4.3 Regression and correlation

The correlation coefficient $r$ was introduced in Section 2/2. Recall that $r$ measures the strength and the direction (positive or negative) of the linear relationship between the two variables. The stronger the linear relationship, the closer the observed data points will cluster around a straight line.

The slope coefficient $\hat{\beta}_1$ can also be expressed as $$\hat{\beta}_1=r\frac{s_{y}}{s_x},$$ where $s_y$ is the standard deviation of the $y$ observations and $s_x$ is the standard deviation of the $x$ observations.
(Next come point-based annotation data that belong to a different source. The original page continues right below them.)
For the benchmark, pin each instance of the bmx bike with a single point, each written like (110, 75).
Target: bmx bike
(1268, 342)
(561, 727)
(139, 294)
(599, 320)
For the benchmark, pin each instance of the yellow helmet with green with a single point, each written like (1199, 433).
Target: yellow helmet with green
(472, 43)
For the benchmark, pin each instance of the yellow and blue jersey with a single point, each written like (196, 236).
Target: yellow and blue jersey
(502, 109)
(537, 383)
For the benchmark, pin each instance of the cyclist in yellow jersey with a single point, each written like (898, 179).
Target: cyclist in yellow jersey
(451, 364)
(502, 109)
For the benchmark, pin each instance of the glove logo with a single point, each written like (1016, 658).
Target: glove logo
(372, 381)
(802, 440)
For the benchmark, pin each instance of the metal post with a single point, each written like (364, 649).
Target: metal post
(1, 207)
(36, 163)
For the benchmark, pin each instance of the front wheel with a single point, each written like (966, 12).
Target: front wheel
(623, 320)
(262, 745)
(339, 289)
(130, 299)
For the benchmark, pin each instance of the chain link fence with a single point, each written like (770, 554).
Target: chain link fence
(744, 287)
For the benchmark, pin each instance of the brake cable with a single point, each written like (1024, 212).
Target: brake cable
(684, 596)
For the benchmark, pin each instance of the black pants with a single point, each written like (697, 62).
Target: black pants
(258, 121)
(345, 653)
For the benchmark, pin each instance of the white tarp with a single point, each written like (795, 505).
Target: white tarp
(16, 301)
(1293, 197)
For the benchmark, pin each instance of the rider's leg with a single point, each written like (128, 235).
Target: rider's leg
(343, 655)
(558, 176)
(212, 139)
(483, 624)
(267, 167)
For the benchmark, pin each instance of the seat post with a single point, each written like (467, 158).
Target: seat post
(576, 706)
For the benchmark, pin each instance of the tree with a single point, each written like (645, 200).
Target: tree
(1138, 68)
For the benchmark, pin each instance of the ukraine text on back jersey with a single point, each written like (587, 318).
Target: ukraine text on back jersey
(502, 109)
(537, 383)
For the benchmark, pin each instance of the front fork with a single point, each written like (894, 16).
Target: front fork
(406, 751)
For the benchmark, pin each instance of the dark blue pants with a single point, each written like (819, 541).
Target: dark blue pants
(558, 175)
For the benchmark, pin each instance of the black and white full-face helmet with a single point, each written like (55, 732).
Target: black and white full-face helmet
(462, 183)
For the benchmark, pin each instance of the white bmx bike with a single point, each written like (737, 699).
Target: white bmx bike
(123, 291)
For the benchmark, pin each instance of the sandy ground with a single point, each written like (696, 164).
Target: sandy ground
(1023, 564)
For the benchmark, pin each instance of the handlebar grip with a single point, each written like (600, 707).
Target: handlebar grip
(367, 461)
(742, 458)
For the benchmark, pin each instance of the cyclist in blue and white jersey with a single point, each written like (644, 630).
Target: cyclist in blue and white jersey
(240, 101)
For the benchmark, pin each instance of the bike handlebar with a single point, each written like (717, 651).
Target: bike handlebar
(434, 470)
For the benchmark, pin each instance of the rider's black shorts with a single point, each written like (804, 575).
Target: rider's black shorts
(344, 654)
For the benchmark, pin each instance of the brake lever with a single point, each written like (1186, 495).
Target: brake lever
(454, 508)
So correlation and regression are strongly linked. The advantage of a regression model over correlation is that it asserts a predictive relationship between the two variables ($x$ predicts $y$) and quantifies this in a way that is useful for forecasting.

Example 4.1 Car emissions

Data on the carbon footprint and fuel economy for 2009 model cars were first introduced in Chapter 1. A scatter plot of Carbon (carbon footprint in tonnes per year) versus City (fuel economy in city driving conditions in miles per gallon) for all 134 cars is presented in Figure 4.3. Also plotted is the estimated regression line $$\hat{y}=12.53-0.22x.$$

Figure 4.3: Fitted regression line from regressing the carbon footprint of cars versus their fuel economy in city driving conditions.

R code
plot(jitter(Carbon) ~ jitter(City),xlab="City (mpg)",
ylab="Carbon footprint (tons per year)",data=fuel)
fit <- lm(Carbon ~ City, data=fuel)
abline(fit)
R output
> summary(fit)
Coefficients:
Estimate Std. Error t value Pr(>|t|)
(Intercept) 12.525647   0.199232   62.87   <2e-16 ***
City        -0.220970   0.008878  -24.89   <2e-16 ***
---
Signif. codes:  0 *** 0.001 ** 0.01 * 0.05 . 0.1   1

Residual standard error: 0.4703 on 132 degrees of freedom
Multiple R-squared: 0.8244,     Adjusted R-squared: 0.823
F-statistic: 619.5 on 1 and 132 DF,  p-value: < 2.2e-16

The regression estimation output from R is also shown. Notice the coefficient estimates in the column labelled “Estimate”. The other features of the output will be explained later in this chapter.

Interpreting the intercept, $\hat{\beta}_0=12.53$. A car that has fuel economy of $0$ mpg in city driving conditions can expect an average carbon footprint of $12.53$ tonnes per year. As often happens with the intercept, this is a case where the interpretation is nonsense as it is impossible for a car to have fuel economy of $0$ mpg.

The interpretation of the intercept requires that a value of $x=0$ makes sense. When $x=0$ makes sense, the intercept $\hat{\beta}_0$ is the predicted value of $y$ corresponding to $x=0$. Even when $x=0$ does not make sense, the intercept is an important part of the model. Without it, the slope coefficient can be distorted unnecessarily.

Interpreting the slope, $\hat{\beta}_1=-0.22$. For every extra mile per gallon, a car’s carbon footprint will decrease on average by 0.22 tonnes per year. Alternatively, if we consider two cars whose fuel economies differ by 1 mpg in city driving conditions, their carbon footprints will differ, on average, by 0.22 tonnes per year (with the car travelling further per gallon of fuel having the smaller carbon footprint).